The 22-year-old was left trapped for several weeks before he made it home – he was one of more than 1,000 Nigerians, mostly students, to return from Ukraine.
Despite the raging fighting, Sumy State University and other Ukrainian institutions managed to continue to provide online courses and so Mr Fehintola assumed he would be able to achieve his dream of working as a doctor after all.
However, his plans have now been left in ruins.
“I’m in Nigeria now trying to do clinical practice, because l want to meet the requirements to be able to practise as a doctor in Nigeria,” Mr Fehintola told the BBC.
“First l wrote to my own state Ministry of Health requesting to be posted to a hospital, but on getting to the hospital, the medical director there said: ‘Oh, you are from Ukraine, was it not the place that the certificates were cancelled by the MDCN?”‘
“I was so shocked – I just had to say: ‘Yes’ because it’s the truth.

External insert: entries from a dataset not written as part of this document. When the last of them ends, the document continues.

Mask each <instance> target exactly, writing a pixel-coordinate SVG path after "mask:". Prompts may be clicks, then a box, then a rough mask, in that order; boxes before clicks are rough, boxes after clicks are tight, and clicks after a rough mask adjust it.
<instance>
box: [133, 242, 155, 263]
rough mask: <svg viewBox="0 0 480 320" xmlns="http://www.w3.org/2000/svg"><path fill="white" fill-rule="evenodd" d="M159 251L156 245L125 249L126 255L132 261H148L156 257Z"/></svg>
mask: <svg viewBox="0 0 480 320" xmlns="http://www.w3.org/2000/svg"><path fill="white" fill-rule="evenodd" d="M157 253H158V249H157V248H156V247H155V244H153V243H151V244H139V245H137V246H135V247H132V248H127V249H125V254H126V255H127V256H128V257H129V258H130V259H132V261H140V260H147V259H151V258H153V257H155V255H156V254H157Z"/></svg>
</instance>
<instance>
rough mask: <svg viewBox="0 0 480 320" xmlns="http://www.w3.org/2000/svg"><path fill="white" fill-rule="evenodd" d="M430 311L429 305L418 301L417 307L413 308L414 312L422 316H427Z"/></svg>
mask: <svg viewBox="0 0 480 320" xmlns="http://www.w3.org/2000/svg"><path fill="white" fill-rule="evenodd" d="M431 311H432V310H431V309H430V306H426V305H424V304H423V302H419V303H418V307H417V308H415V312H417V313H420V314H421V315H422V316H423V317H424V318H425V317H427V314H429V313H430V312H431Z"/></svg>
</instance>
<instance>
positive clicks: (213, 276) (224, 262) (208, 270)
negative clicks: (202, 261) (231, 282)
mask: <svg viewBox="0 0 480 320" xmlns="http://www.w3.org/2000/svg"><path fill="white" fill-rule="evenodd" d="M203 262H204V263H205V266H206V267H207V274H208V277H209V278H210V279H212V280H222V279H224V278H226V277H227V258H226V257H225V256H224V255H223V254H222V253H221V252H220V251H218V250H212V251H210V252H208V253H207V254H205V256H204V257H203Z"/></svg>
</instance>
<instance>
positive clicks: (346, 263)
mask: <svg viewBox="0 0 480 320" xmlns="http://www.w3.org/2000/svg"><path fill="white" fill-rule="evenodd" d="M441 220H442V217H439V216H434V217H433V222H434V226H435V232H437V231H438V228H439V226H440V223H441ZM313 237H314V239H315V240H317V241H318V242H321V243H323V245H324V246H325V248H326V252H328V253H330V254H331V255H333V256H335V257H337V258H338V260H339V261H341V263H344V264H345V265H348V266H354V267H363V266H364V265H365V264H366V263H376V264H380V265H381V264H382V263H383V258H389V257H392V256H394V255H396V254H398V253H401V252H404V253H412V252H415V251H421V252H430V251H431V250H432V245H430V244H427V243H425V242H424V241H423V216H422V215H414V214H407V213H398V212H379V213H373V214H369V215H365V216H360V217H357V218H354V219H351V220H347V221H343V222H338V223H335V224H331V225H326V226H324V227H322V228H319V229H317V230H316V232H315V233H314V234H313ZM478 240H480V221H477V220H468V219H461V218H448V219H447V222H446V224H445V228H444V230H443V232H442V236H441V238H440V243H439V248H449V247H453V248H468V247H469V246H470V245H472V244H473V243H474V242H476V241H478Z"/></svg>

From then on, there was that look, and l know there was going to be a stigma – that attitude of: ‘This guy is from Ukraine, his certificate is not valid.’”
The MDCN has not responded to the BBC’s request for comment.
Describing the policy as discriminatory, Mr Fehintola said he has thought over the announcement and has chosen to be motivated rather than see it as a drawback.
“l will say this to Nigeria: if that’s what Nigeria wants, so be it. I will look for other countries to practise and that will be Nigeria’s loss.”
Grace Ladi Musa, who was five years into a medical degree at Kyiv Medical University when the war broke out, agrees.
“It’s just not fair,” she says.
The 23-year-old tells the BBC the plans she had for her life have been turned upside-down – first by the war, then by the revelation that her studies would be considered invalid.
“I hope the Nigerian ministry of education would have a rethink.”
Another medical student has even stronger words for Nigeria’s authorities.
“Our own country is turning us away,” says Emmanuella Oiza, a 17 year old in her second year of medical studies at Sumy State University.
“People are trying to get themselves better educated to come back home and make the country better, but you are sending them away.”
The only solution is to mobilise, says 24-year-old veterinary student Samuel Otunla.
He plans to bring together Nigerian returnee students and petition the government to reverse the decision, and accuses it of failing to manage education to the extent that studying abroad is the only option for those who can afford it.
The Medical and Dental Council of Nigeria has advised students who are currently studying medicine or dentistry in Ukrainian medical schools to seek transfers to accredited institutions in other countries.
It states that online medical training done in any part of the world falls short of accepted standards, and will not honour any medical degree certificates issued at the end of any online medical training.
“We want to serve our fatherland,” says Mr Fehintola. “We want to help save lives in our own community, that’s what pushed us into becoming doctors in the first place.
He also pays tribute to Ukraine.
“A country that is able to forge ahead in a war period to make sure their students still get the necessary requirements for studies, they are really the hero of this situation. Trying to rubbish their certificate I think is a slap to the Ukrainian government.”